Noté 8.04 — le genre de chiffre qu'un chroniqueur inscrit deux fois pour être sûr. Tout ce qu'il a tenté a réussi, et le reste ne valait pas d'être tenté.
Tirs : 12. Buts : aucun. Les occasions étaient là et elles étaient bonnes — la tribune, les bras du gardien et le petit filet, à peu près dans cet ordre.
« Ça avait assez duré. Je préfère le dire en face plutôt que de laisser traîner. » Dix minutes à huis clos à Slovacko, et les deux hommes en sont ressortis en disant que tout allait bien.
La liste est un document discret au sens très bruyant. Alan Marinelli peut parler à qui le demande, et tout le monde au club sait ce que cela signifie.
Têtes, contres, tacles, interceptions : 23 au total, et pas un but derrière lui. Le genre de prestation qui n'entre dans aucun résumé et gagne des matchs.

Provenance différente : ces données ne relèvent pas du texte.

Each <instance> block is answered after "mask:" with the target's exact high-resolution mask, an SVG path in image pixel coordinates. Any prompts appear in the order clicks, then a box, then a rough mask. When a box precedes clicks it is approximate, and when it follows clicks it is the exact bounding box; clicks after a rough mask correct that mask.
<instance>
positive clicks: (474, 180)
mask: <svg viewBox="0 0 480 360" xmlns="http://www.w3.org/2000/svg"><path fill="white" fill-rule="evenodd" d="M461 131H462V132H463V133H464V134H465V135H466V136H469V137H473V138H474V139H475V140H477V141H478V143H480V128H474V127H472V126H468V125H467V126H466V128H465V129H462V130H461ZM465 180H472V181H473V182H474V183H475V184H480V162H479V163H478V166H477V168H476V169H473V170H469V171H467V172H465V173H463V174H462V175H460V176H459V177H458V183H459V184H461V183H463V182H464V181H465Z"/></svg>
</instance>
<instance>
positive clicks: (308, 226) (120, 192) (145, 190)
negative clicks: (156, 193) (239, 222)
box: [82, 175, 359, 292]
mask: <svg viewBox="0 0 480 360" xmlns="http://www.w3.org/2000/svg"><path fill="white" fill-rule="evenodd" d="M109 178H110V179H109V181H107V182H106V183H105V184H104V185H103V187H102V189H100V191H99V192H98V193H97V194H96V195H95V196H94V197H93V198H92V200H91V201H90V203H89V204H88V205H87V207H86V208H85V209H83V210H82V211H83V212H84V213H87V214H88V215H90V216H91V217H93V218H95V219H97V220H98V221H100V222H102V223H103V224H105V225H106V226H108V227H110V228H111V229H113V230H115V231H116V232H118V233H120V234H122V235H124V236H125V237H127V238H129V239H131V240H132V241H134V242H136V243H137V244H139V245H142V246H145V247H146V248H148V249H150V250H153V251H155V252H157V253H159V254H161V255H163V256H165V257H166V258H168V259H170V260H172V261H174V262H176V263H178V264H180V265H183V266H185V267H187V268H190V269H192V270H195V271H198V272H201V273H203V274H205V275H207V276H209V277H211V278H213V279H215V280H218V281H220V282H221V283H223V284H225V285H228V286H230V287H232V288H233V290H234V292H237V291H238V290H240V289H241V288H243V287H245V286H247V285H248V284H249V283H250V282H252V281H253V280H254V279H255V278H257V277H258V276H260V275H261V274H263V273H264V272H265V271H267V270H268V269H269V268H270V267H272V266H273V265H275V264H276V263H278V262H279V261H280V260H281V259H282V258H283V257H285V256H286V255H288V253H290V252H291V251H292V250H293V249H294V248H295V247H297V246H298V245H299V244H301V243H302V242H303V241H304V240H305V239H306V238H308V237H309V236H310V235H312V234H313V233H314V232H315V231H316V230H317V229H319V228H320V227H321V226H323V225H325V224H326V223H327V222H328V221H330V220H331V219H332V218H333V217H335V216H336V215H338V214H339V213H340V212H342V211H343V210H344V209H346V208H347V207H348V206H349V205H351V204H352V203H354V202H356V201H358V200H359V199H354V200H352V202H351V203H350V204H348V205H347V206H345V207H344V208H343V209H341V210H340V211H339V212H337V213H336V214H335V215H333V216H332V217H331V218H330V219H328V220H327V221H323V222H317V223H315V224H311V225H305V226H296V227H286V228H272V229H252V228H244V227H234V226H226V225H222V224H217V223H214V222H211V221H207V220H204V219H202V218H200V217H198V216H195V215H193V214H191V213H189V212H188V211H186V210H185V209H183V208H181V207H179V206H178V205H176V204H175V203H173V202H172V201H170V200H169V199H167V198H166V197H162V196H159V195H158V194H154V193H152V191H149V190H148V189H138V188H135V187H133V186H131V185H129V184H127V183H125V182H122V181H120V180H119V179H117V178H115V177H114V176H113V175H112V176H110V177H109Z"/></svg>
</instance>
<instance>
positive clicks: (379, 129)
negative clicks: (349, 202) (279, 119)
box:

Il ne s'agissait pas de football, et tous ceux qui ont vu la scène le savent. Deux hommes qui doivent jouer ensemble samedi se sont dit cette semaine au Slovacko des choses qui prendront plus d'une semaine à effacer.
Mercato07/09/2026
Si près : le transfert de Alexandr Urban meurt sur le fil
L’indemnité était convenue, le vol déjà regardé — puis le téléphone a cessé de sonner. Mlada Boleslav est passé à autre chose, Alexandr Urban se représente à Slovacko, et tout le monde fait comme si lundi n’était qu’un lundi.
« Celui qui ne court pas pour ce maillot ne le portera pas longtemps. » Aucun nom n'a été prononcé, et ce n'était pas la peine : dans le vestiaire, tout le monde a compris.
Tous les clubs de football versent à leurs joueurs l'essentiel de ce qu'ils encaissent. Leur verser la quasi-totalité est un autre montage, et il a fini de la même manière chaque fois que quelqu'un l'a tenté.
Certains matchs basculent sur un instant ; celui-ci a basculé sur un homme. 7.68 sur la feuille, et le public du Slovacko est rentré avec un seul nom en tête.